シーソーがギッコンバッタンする度に、ぐちゅっ、ぐちゅっ、ってエッチな音がして、僕達はエッチな声を上げちゃう。それがもっとエッチな気持ちにさせる。
しょわぁあ
もう、ちんちんがジンジンしてきて、おしっこが漏れちゃってる。でも、もっとやりたい。もっとやったら、白いおしっこも、出そうだから。
「も、もう、出ちゃうよぉ」
「みんなでしろいおしっこしよ!」
ハンくんが言うのと同じくらいで、みんなシーソーを止めちゃう。だって、白いおしっこ出ちゃうって分かったから。

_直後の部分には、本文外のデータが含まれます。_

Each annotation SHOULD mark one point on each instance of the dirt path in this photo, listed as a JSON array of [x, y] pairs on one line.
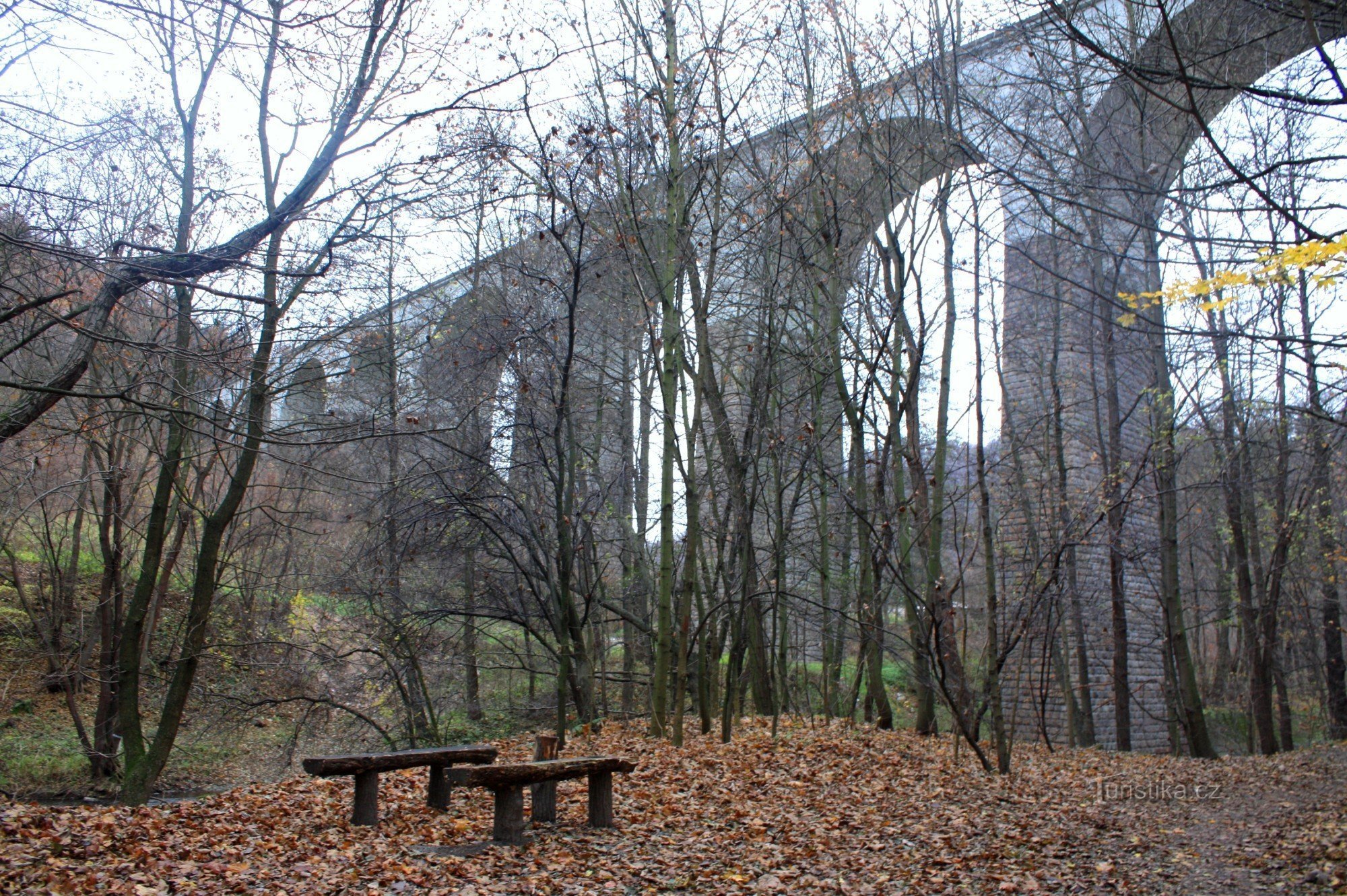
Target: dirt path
[[1244, 827]]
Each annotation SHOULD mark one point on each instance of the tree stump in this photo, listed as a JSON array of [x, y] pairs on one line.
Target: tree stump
[[508, 827], [367, 800], [437, 790], [601, 800], [545, 794]]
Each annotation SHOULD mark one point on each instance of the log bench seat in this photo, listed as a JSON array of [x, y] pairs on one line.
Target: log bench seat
[[366, 769], [508, 782]]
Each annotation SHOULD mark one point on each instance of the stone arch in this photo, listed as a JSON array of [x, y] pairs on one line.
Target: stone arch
[[1063, 277]]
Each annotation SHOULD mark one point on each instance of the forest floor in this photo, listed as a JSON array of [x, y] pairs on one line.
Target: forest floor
[[820, 809]]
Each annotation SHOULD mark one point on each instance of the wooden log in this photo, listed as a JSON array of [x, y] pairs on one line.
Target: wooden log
[[522, 774], [545, 794], [329, 766], [366, 811], [601, 800], [437, 789], [508, 827]]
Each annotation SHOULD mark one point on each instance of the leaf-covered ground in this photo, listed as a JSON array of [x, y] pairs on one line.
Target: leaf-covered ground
[[816, 811]]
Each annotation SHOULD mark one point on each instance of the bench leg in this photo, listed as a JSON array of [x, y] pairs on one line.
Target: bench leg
[[545, 802], [367, 800], [545, 794], [437, 792], [601, 800], [510, 816]]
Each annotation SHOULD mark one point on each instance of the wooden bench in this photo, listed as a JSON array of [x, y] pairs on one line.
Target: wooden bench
[[366, 769], [508, 784]]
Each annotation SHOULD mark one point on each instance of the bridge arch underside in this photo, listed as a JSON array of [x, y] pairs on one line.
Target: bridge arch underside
[[1096, 237]]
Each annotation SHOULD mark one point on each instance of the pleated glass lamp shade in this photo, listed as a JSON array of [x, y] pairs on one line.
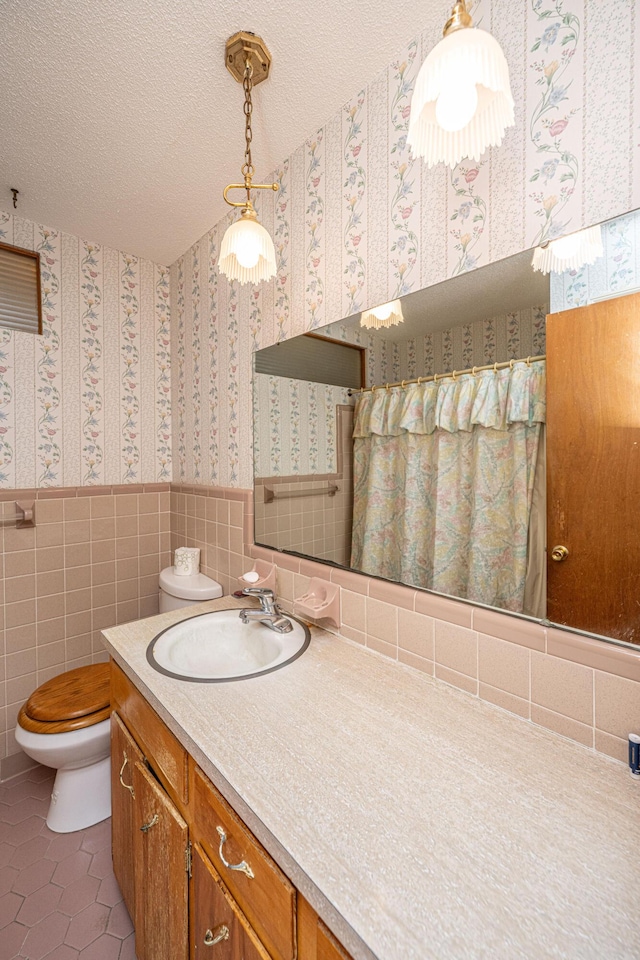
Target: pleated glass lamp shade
[[462, 101], [247, 253], [569, 253], [386, 315]]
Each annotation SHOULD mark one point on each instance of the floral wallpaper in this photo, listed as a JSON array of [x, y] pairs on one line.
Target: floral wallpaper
[[281, 405], [511, 336], [616, 271], [357, 221], [88, 402]]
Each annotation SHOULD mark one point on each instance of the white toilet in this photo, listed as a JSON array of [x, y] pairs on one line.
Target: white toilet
[[65, 725], [178, 591]]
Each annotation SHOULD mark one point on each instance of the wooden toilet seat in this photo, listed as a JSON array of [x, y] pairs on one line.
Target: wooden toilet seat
[[75, 699]]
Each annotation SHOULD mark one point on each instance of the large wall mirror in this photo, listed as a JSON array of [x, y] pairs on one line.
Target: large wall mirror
[[486, 447]]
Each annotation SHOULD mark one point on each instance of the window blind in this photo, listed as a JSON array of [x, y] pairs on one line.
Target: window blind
[[20, 307], [313, 358]]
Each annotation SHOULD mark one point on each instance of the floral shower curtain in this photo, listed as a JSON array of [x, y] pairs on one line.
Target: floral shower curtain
[[443, 481]]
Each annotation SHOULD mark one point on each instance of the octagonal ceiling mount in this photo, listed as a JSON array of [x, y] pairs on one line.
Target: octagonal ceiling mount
[[243, 45]]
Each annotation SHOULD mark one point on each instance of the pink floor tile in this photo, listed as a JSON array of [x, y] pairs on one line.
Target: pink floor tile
[[13, 937], [33, 877], [109, 891], [63, 952], [119, 924], [9, 906], [97, 838], [104, 948], [39, 905], [29, 852], [72, 868], [128, 949], [20, 832], [79, 895], [45, 936], [6, 852], [59, 899], [26, 808], [8, 876], [89, 924], [101, 865], [63, 844]]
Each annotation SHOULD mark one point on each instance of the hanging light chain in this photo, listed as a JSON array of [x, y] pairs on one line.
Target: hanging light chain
[[247, 83]]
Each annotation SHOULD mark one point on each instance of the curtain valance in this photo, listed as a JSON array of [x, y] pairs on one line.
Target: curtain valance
[[490, 399]]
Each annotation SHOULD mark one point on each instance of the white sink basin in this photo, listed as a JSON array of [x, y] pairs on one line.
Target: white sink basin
[[213, 647]]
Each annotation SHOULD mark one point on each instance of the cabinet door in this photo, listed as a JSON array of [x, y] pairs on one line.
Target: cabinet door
[[315, 940], [124, 755], [218, 928], [593, 467], [160, 845]]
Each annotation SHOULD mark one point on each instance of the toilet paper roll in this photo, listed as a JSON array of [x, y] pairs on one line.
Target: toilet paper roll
[[186, 561]]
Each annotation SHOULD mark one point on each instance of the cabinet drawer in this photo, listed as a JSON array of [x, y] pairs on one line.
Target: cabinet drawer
[[267, 897], [217, 920], [167, 756]]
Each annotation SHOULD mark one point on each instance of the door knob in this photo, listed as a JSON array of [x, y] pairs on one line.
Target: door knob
[[212, 937]]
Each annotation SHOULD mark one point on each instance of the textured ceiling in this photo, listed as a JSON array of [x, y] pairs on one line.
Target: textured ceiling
[[119, 122]]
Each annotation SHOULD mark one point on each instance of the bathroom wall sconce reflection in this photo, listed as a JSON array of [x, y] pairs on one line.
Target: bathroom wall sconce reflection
[[462, 102], [386, 315], [573, 252], [247, 253]]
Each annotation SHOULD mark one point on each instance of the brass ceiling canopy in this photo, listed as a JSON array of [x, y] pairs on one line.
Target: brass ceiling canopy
[[459, 19], [243, 46]]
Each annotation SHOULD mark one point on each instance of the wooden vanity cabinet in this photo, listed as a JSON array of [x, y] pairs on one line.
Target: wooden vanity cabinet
[[125, 753], [315, 940], [216, 920], [195, 880]]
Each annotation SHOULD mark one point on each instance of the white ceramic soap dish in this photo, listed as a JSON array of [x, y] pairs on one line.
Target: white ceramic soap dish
[[262, 574], [320, 602]]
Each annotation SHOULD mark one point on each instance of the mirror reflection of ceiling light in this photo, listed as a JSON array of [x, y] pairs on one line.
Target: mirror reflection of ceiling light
[[386, 315], [462, 101], [247, 253], [569, 253]]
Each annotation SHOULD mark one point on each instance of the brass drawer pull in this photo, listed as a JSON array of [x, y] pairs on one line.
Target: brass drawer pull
[[126, 785], [147, 826], [243, 867], [210, 938]]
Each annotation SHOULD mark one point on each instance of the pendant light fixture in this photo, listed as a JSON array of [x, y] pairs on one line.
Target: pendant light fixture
[[573, 252], [386, 315], [462, 102], [247, 253]]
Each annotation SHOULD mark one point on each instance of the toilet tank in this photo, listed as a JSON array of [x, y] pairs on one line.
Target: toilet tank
[[178, 591]]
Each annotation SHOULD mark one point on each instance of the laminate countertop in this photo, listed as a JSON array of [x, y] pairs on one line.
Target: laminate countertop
[[418, 821]]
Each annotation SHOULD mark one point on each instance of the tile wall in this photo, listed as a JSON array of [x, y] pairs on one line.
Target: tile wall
[[583, 689], [91, 561]]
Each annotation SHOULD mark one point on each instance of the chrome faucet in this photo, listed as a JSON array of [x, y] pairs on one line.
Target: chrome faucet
[[269, 614]]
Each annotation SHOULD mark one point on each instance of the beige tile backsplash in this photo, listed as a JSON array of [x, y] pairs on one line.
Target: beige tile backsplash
[[62, 584], [93, 561], [520, 666]]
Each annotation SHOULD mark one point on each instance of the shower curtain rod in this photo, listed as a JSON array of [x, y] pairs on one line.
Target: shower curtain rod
[[443, 376]]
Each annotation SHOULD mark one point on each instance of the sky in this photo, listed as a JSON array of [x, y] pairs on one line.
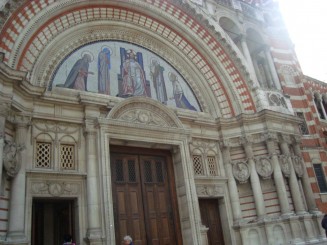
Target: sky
[[306, 21]]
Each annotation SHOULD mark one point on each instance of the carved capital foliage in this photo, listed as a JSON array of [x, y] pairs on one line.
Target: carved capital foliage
[[55, 188], [269, 136], [209, 190], [11, 158], [285, 165], [246, 140], [241, 171], [298, 165], [264, 167]]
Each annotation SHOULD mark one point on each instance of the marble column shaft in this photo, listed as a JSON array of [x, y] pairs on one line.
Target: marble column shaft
[[255, 182], [93, 206], [308, 192], [232, 187], [278, 179], [16, 227], [294, 185]]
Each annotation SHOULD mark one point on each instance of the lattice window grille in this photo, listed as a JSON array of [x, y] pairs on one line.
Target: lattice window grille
[[198, 165], [67, 156], [43, 155], [212, 165]]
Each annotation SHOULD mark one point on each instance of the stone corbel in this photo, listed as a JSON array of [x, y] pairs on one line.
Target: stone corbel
[[11, 155]]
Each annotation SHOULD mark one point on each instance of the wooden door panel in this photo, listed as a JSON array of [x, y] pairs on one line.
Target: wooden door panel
[[142, 199]]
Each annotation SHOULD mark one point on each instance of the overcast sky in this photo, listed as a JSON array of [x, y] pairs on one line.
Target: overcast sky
[[306, 21]]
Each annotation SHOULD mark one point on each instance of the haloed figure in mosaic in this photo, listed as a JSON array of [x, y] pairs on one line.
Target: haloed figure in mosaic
[[134, 83], [104, 66], [77, 77], [180, 99], [156, 71]]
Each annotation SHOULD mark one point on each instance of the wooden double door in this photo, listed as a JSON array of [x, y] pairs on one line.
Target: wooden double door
[[144, 199]]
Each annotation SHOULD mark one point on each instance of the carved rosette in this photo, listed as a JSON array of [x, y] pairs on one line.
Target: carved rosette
[[11, 161], [241, 171], [55, 188], [285, 165], [298, 166], [209, 191], [264, 167]]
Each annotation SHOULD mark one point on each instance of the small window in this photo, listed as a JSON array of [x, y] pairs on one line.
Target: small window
[[67, 156], [321, 179], [43, 155], [198, 165], [212, 165]]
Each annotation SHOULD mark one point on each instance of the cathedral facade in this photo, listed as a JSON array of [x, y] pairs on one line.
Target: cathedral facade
[[172, 121]]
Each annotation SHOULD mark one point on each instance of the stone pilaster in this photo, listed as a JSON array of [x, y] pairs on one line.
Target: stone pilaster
[[93, 204], [232, 187], [16, 227], [278, 176], [294, 185], [312, 207], [254, 178]]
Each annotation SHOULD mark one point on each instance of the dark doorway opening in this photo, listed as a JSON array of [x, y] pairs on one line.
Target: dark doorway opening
[[210, 217], [51, 220], [144, 197]]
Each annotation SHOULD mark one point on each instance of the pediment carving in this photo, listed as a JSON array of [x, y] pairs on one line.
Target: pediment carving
[[140, 110]]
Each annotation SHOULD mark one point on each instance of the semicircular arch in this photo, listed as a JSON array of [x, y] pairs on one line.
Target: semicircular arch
[[228, 83]]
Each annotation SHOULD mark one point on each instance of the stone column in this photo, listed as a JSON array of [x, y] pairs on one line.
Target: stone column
[[278, 175], [232, 187], [294, 185], [92, 186], [254, 178], [248, 58], [16, 226], [3, 114], [272, 68], [308, 192]]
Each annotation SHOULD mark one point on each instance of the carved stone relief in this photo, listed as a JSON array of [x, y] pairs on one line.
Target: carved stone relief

いつものおしっこよりドロッとしてて、出た時に頭が真っ白になるのが気持ちいい。
「えへへぇ……」
「みんな、気持ち良かったかな?」
『うん!』
僕らがシーソーから降りると、パパが来てくれた。
「それじゃ、おむつを替える前に、仲良しの印、しようね~」
『うん!』
パパに言われた通り、僕達は床に寝っ転がる。みんなはお股のボタンを取っておむつを出して、僕の前にはツナくんのおむつが、僕のおむつにはゲツくんのお顔が当たる。ツナくんはハンくんのおむつにお顔を、ハンくんはゲツくんのおむつにお顔を当ててる。
ちょっと湿ってるおむつの上から、ツナくんの黄色いおしっこの臭いと白いおしっこの臭いがしてくる。なんだか懐かしい気のする臭いだ。パパのおちんちんの臭いと比べたら薄い臭いだけど、この臭いを嗅いでると、またエッチな気分になってくる。僕、白いおしっこの臭い好き。
位置はそのまま反対向きになって、今度はツナくんが僕のおむつを嗅いで、僕がゲツくんのおむつを嗅ぐ。ゲツくんからも白いおしっこの臭いがする。ふにゃふにゃして、さっき出たばっかりなのに、またおしっこがちょっと出ちゃった。
「ふふっ、みんな仲良しで僕は嬉しいよ。ツナくん、ゲツくん、ケイくん、これからもハンくんのお友達として、仲良くしてね。勿論パパとも」
『うん! パパ大好き!』
「嬉しいよ~。じゃあ、おむつを替えたらみんなで一緒におねんねしようね~」
それから僕らは大きなベッドの上で、パパの隣、ハンくんとツナくんがおてての方で、僕とゲツくんは足の方でそれぞれ左右で横になる。抱きしめて貰えるのも嬉しそうだけど、僕はパパのおちんちんのある方で寝られるのも、嬉しかった。
これからもずっと、ずーっとこうやって、パパと、みんなと一緒にいられるなんて、きっと僕達は幸せなんだ。